14 Peygamberlerin senin için boş ve anlamsız görümler gördüler. Suçunu ortaya çıkarsalardı, eski gönencine kavuşabilirdin; Oysa seni ayartacak boş görümler gördüler.
Os teus prophetas virão para ti, vaidade e loucura, e não manifestaram a tua maldade, para desviarem o teu captiveiro: antes viram para ti cargas vãs e expulsões.
15 Yoldan geçen herkes el çırparak seninle alay ediyor, Yeruşalim kızına baş sallayıp ıslık çalarak, “Bütün dünyanın sevinci, güzellik simgesi dedikleri kent bu mu?” diyorlar.
Todos os que passam pelo caminho palmeiam sobre ti com as mãos, assobiam e meneiam as suas cabeças, sobre a filha de Jerusalem, dizendo: É esta a cidade de que se dizia: Perfeita é em formosura, o gozo de toda a terra.
16 Düşmanlarının hepsi seninle alay etti, Islık çalıp diş gıcırdatarak, “Onu yuttuk” diyorlar, “İşte beklediğimiz gün, sonunda gördük onu.”
Todos os teus inimigos abrem as suas boccas sobre ti, assobiam, e rangem os dentes; dizem: Já a temos devorado; pois este é o dia que esperavamos; já o achámos, já o vimos.
17 RAB düşündüğünü yaptı, Geçmişte söylediği sözü yerine getirdi, Yıktı, acımadı, Düşmanı senin haline sevindirdi, Hasımlarını güçlü kıldı.
Fez o Senhor o que intentou; cumpriu a sua palavra, que mandára desde os dias da antiguidade: derrubou, e não se apiedou; e alegrou o inimigo sobre ti, exaltou o poder dos teus adversarios.
18 Halk Rab'be yürekten feryat ediyor. Ey Siyon kızının surları, Gece gündüz gözyaşın sel gibi aksın! Dinlenme, gözüne uyku girmesin!
O coração d'elles clamou ao Senhor: Ó muralha da filha de Sião: derrama lagrimas como um ribeiro, de dia e de noite; não te dês descanço, nem parem as meninas de teus olhos.
19 Kalk, gece her nöbet başında haykır, Rab'bin huzurunda yüreğini su gibi dök!
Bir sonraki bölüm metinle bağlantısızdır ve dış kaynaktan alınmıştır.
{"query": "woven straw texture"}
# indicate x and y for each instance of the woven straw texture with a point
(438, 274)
Her sokak başında açlıktan bayılan çocuklarının başı için O'na ellerini aç.
Levanta-te, dá vozes de noite no principio das velas; derrama o teu coração como aguas diante da face do Senhor: levanta a elle as tuas mãos, pela vida de teus filhinhos, que desfallecem de fome á entrada de todas as ruas
20 “Bak, ya RAB, gör! Kime böyle yaptın? Kadınlar çocuklarını, sevgili yavrularını mı yesin? Kâhinle peygamber Rab'bin Tapınağı'nda mı öldürülsün?
Vê, ó Senhor, e considera a quem fizeste de tal modo: porventura comerão as mulheres o fructo das suas entranhas, as creanças que trazem nos braços? ou matar-se-ha no sanctuario do Senhor o sacerdote e o propheta?
21 Gençler, yaşlılar sokaklarda, yerlerde yatıyor, Kılıçtan geçirildi erden kızlarımla gençlerim, Öfkelendiğin gün öldürdün onları, acımadan boğazladın.
Jazem em terra pelas ruas o moço e o velho, as minhas virgens e os meus mancebos vieram a cair á espada: tu os mataste no dia da tua ira; degolaste e não te apiedaste.
22 Bir bayram günü davet eder gibi Beni dehşete düşürenleri davet ettin her yandan. RAB'bin öfkelendiği gün kaçıp kurtulan, Sağ kalan olmadı. Sevgiyle büyüttüğüm çocuklarımı Düşmanım yok etti.”
Convocaste os meus temores em redor como n'um dia de solemnidade; nem houve alguem no dia da ira do Senhor que escapasse, nem quem ficasse: aos que trouxe nas mãos e sustentei o meu inimigo os consumiu.